His fingers steepled again. “I see. You were going to steal Durban, ride to Carlisle Manor, sneak away with a five-year-old little girl, and then do what? She would be a valet-in-training? I assure you, Jack, I would have remarked upon a child in my house. Come, tell me, what did you plan to do with her if you did manage to get her away from your stepfather?”
All of it, she thought. He deserved to know everything, otherwise her actions could endanger him. “I have money. When my grandfather died—my mother’s father—he left all his money to me, not to my mother because he detested my stepfather. Nor is my stepfather my guardian. Lord Burleigh is. My grandfather’s been dead for nearly ten years now, and Lord Burleigh has managed to keep my stepfather from touching a single sou of that money. I would have brought Georgie to London, seen Lord Burleigh, and he would have given me my inheritance, or at least an income. I wasn’t planning on starving in a ditch, Gray. My plan still stands. As soon as I can get Georgie, I’m going to Lord Burleigh. He’ll protect Georgie and me from Sir Henry. Don’t doubt that.”
“Normally females aren’t privy to financial affairs,” Gray said slowly. “This is particularly true, strangely enough, when the one most directly involved is the female in question. So, how do you know all of this?”
“I eavesdropped on my stepfather speaking to Lord Rye. He told Lord Rye how my grandfather, the devious old bastard, had my money so tied up that he, Sir Henry, wasn’t able to use it. Sir Henry said the only way the inheritance would come to me is when I turned twenty-five or if I married.
“Sir Henry roundly cursed Lord Burleigh, my legal guardian. He also told Lord Rye that if I died, the money wouldn’t go to Georgie, it would go to the Royal Naturalist Society.
“Naturally, when I married, my husband would take control. Lord Rye knew my stepfather was leading up to this, and so they quickly struck a deal. If I married Lord Rye, then my stepfather would gain twenty thousand pounds and Lord Rye would keep the other forty thousand. I watched them shake hands through the k
eyhole.”
Gray, who had heard quite enough about Lord Rye, said easily, “I gather then that this gentleman doesn’t appeal to you as husband material?”
“He’s a dissolute lecher who very probably beat his first wife to death in a drunken rage—at least that’s the local gossip, whispered behind cupped hands. His other two wives both died in childbirth. He has six children from the three different wives. He’s rich—don’t get me wrong—but he has a son who’s following in his footsteps. He’s the type of man who pilfers two coins from the collection plate after he puts one in.
“That is doubtless why my stepfather approached him. He can sniff out baseness in others quite easily.”
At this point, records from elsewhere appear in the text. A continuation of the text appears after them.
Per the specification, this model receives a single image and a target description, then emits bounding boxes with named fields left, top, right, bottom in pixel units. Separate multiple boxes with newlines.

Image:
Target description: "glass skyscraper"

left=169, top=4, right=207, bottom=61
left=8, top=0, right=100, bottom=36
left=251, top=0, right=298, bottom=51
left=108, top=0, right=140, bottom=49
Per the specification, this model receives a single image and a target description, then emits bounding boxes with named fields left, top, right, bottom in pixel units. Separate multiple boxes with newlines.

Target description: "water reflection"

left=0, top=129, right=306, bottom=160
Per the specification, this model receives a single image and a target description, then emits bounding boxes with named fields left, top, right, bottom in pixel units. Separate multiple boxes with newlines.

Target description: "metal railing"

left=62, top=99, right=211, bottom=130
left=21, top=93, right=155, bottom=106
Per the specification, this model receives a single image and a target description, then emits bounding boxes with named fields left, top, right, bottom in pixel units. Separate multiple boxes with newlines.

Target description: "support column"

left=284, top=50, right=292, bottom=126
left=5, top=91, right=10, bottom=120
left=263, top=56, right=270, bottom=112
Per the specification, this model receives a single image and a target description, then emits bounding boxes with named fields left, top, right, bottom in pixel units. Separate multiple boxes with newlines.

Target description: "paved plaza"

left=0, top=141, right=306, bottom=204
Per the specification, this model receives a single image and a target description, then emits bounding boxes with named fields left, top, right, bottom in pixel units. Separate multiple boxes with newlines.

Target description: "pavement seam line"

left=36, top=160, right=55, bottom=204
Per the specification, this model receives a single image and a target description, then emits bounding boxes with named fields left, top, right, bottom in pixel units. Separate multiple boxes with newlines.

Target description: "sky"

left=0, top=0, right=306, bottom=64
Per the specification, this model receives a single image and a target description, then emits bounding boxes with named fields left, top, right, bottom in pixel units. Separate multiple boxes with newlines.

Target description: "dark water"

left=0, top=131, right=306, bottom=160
Gray had heard quite a lot more about Cadmon Kelburn, Viscount Rye, none of it remotely pleasant. It was a pity that three of his children were sons. They didn’t stand a chance of becoming honorable men. The thought of Lord Rye having control over Jack, actually having her in his power, repelled Gray to the core.
He sat forward in his chair, his hands clasped between his knees. He studied her face, then said, “What’s your name, Jack? Your full name?”
“Winifrede Levering Bascombe. My father was Thomas Levering Bascombe, Baron Yorke.”
“My God, you’re Bascombe’s daughter?” Gray collapsed in his chair, utterly taken aback.
“You knew my father?”
Gray shook his head. Then he began to laugh. He laughed and laughed.
“Come, my lord, what is this? What is it about my father?”
“Ah, Jack—”
“My father called me Levering.”
“If you don’t mind, I will stay with Jack for the moment.”
“Georgie calls me Freddie.”
He leaned over and lightly placed his palm over her mouth. He said very close to her face, looking clearly into her very lovely blue eyes, “Your guardian, Lord Burleigh, is also my godfather.”